Campaigners hope inquest will send shockwaves through planning departments

Dominic Lipinski/PA Archive/Press Association Images

Published: October 15, 2013 at 10:00 am

The controversial London bike lane, Cycle Superhighway 2, was called an accident waiting to happen by a coroner investigating the death of an experienced commuter cyclist yesterday.

At the first day of the three-day inquest into the death of Brian Dorling, who was killed at Bow roundabout on 24 October 2011 when he was hit by a left-turning tipper truck, coroner Mary Hassell said: "It just seems to me that it's an accident waiting to happen if cyclists are guided into the space where blue paint is on the left and they're in the very place where the lorry is going to hit them."

The London Evening Standard reported that accident investigator PC Alex Hewitt was asked by the coroner what legal protection cyclists had inside the characteristic blue cycle lane. "Legally nothing," said Hewitt. "It's just a piece of blue paint."

Cycle Superhighway 2 (CS2) is one of the most high profile cycle lanes in London.
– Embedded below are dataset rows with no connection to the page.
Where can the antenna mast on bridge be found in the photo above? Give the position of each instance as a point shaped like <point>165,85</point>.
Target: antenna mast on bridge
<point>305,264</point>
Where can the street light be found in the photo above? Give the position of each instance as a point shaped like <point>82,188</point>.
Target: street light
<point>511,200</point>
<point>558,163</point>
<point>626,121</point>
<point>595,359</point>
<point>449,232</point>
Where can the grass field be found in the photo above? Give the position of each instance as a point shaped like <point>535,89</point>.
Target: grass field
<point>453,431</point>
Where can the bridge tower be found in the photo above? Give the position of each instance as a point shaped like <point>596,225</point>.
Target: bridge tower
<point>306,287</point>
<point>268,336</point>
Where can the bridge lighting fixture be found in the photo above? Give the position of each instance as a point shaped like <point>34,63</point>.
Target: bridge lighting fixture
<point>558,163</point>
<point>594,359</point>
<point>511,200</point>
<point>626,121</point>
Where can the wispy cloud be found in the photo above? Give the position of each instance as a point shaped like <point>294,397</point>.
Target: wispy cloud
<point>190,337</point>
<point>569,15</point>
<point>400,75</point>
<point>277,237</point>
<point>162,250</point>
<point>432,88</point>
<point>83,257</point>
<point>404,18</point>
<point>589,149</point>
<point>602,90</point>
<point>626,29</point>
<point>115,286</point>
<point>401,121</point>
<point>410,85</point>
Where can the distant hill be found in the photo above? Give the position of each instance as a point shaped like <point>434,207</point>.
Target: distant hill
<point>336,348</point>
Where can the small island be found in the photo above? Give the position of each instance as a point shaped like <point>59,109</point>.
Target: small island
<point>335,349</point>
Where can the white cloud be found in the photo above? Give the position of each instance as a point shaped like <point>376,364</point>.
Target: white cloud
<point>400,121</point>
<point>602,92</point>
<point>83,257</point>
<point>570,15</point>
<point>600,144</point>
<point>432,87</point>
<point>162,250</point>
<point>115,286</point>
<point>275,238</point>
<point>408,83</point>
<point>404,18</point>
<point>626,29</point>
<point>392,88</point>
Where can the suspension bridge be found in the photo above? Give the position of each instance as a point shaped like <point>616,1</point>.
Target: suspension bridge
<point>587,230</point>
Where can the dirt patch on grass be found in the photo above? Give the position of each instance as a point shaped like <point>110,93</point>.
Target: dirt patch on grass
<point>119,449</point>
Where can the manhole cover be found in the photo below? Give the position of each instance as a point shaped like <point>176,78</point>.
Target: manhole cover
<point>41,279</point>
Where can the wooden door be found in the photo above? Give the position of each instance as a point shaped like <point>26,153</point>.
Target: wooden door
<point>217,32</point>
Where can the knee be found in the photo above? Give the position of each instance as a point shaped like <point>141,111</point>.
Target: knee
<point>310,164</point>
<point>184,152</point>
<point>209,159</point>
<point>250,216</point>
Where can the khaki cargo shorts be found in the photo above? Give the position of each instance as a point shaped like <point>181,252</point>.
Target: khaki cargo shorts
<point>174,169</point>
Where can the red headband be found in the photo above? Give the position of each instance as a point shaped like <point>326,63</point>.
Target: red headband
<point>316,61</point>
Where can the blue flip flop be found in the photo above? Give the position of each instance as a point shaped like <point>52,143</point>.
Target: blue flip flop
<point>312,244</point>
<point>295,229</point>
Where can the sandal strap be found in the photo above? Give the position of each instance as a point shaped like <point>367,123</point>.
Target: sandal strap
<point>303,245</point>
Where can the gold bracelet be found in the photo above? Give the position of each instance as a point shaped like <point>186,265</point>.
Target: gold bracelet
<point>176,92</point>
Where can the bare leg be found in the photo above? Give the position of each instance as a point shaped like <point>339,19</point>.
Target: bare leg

The London Cycling Campaign (LCC) say they raised the alarm about its dangers as early as 2010 and that the western section between Bow roundabout heading to the city at Aldgate needs to be redeveloped.

Mike Cavenett, spokesman for the LCC, told BikeRadar: "The quote that it's an accident waiting to happen is something LCC's been saying for years – before the Superhighway route was put through a very dangerous roundabout and what [remained a] very dangerous roundabout after it was installed."

However, he said the case of Dorling and that of other fatalities on CS2, including 34-year-old Svitlana Tereschenko, who hit near the Bow roundabout three weeks after Dorling, and French student Philippine de Gerin-Ricard, who was killed at Aldgate at the western end this summer, has resonated hard with transport planners.

"There's a feeling among campaigners that Bow roundabout may well be a game changer in the sense that it sent some shockwaves through planning authorities in London and they realised they made mistakes. These things change slowly but we think they'll find it difficult to ignore this warning in the future," he said.

The truck driver who hilled Dorling, David Cox, 49, from Chalfont St Giles, Buckinghamshire, pleaded guilty to death by careless driving at a previous court hearing in July.

Today, Transport for London officials will be called to give evidence at the case, held at the Poplar Coroners Court in Hackney.